Least Squares TD learning (LSTD)

Collect data: \[ y = \begin{bmatrix} r_0 \\ \vdots \\ r_{T-1} \end{bmatrix}, \qquad \Psi = \begin{bmatrix} \psi_0^\top - \gamma \psi_1^\top\\ \vdots \\ \psi_{T-1}^\top - \gamma \psi_T^\top \end{bmatrix}.\]
Loss function: \[ L(\theta) = \sum_{t=0}^{T-1} \big(r_t - \rbracket{\psi^\top_{t} - \gamma \psi^\top_{t+1}} \theta\big)^2 = \frac{1}{N} \norm{y - \Psi \theta }_F^2 . \]
Optimal solution (a.k.a.

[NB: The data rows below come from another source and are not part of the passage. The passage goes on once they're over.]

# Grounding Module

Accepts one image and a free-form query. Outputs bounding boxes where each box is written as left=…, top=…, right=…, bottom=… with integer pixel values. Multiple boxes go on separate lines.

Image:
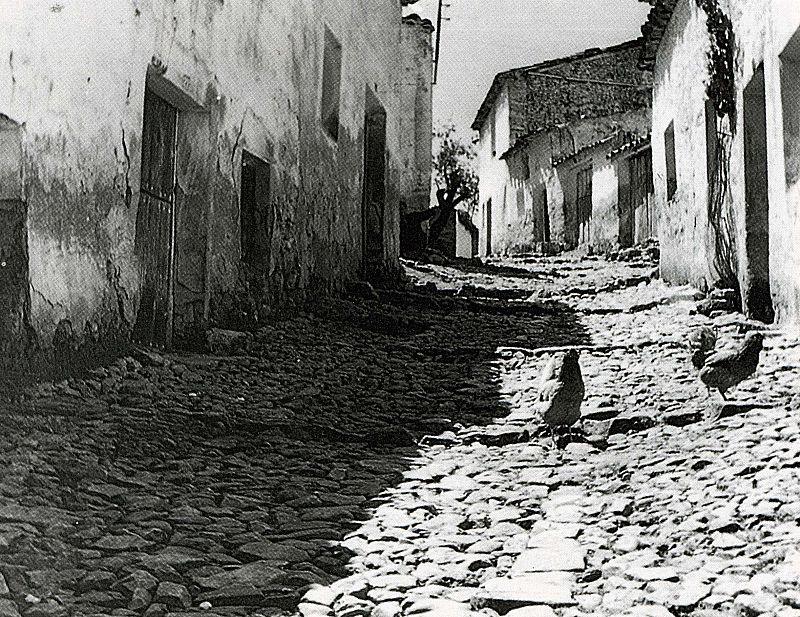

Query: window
left=489, top=110, right=497, bottom=156
left=320, top=27, right=342, bottom=141
left=664, top=120, right=678, bottom=200
left=239, top=150, right=270, bottom=267
left=577, top=167, right=592, bottom=228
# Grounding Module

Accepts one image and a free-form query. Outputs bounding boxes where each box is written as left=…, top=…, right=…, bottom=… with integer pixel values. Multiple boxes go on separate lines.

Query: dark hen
left=700, top=332, right=764, bottom=400
left=689, top=326, right=717, bottom=371
left=537, top=349, right=586, bottom=429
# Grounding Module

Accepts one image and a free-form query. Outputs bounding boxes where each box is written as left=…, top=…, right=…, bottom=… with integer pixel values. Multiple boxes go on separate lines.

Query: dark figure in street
left=700, top=332, right=764, bottom=400
left=537, top=349, right=586, bottom=435
left=400, top=208, right=439, bottom=257
left=689, top=326, right=717, bottom=371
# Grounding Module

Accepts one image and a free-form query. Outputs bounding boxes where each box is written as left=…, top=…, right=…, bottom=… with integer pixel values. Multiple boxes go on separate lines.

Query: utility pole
left=433, top=0, right=444, bottom=84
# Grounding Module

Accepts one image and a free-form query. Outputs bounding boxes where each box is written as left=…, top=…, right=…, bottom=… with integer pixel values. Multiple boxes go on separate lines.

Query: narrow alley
left=0, top=253, right=800, bottom=617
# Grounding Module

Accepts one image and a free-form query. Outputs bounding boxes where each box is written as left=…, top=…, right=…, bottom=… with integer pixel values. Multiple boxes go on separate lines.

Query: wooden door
left=623, top=150, right=654, bottom=246
left=133, top=90, right=178, bottom=348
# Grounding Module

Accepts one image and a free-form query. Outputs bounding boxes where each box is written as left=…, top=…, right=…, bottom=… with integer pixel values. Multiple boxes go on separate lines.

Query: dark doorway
left=0, top=113, right=30, bottom=362
left=133, top=87, right=178, bottom=348
left=575, top=167, right=592, bottom=244
left=239, top=151, right=272, bottom=270
left=362, top=89, right=386, bottom=280
left=743, top=64, right=775, bottom=323
left=542, top=187, right=550, bottom=242
left=484, top=199, right=492, bottom=256
left=620, top=150, right=655, bottom=247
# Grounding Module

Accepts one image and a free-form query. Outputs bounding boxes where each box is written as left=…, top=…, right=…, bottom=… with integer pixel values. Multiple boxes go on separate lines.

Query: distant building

TD fixed point (Sutton and Barto 1998, Sec. 9.4)): \[ \theta^* = (\Psi^\top \Psi)^{-1} \Psi^\top y = \Psi^\dagger y .\]
Estimated value function: \[ V_{\theta^*}(s) = {\theta^*}^\top \psi(s) = \sum_{k=1}^d \theta^*_k \psi_k(s) . \]

Recall: Linear regression

Model: \(\hat{y} = f_\Theta(x) = \Theta^\top x.\)
Loss function \(L(\Theta)\) (MSE): \[\begin{align*} \frac{1}{N} \sum_{k=1}^N \norm{\Theta^\top x_k - y_k}_2^2 =\frac{1}{N} \norm{X\Theta - Y}_F^2 . \end{align*}\]
Batch data: \[ X = \begin{pmatrix} x_1^\top \\ \vdots \\ x_N^\top \end{pmatrix}, \quad Y = \begin{pmatrix} y_1^\top \\ \vdots \\ y_N^\top \end{pmatrix}\]
Optimal solution (\(\Theta^*\)): \[ \Theta^* = (X^\top X)^{-1} X^\top Y = X^\dagger Y. \]

Summary / what you have learned

To cover large or continuous state spaces function approximation is required.
On-policy prediction is straightforward with function approximation:
- Transfer of incremental learning from the tabular case to gradient descent for \(\theta\).
- Stochastic gradient descent allows step-by-step based updates.
Gradient-based prediction is not risk free (especially non-linear case):
- challenging optimization problems (descent directions, learning rates, etc.),
- local optima vs. global optimum.
If bootstrapping is applied, the update target depends on \(\theta\).
- True gradient becomes computationally more complex.
- Semi-gradient methods reduce computational burden at accuracy costs.
Batch learning is often more efficient for training.
Linear models can be trained in a single step using the pseudo-inverse.

References

Sutton, R. S., and A. G. Barto. 1998. Reinforcement Learning: An Introduction. MIT Press.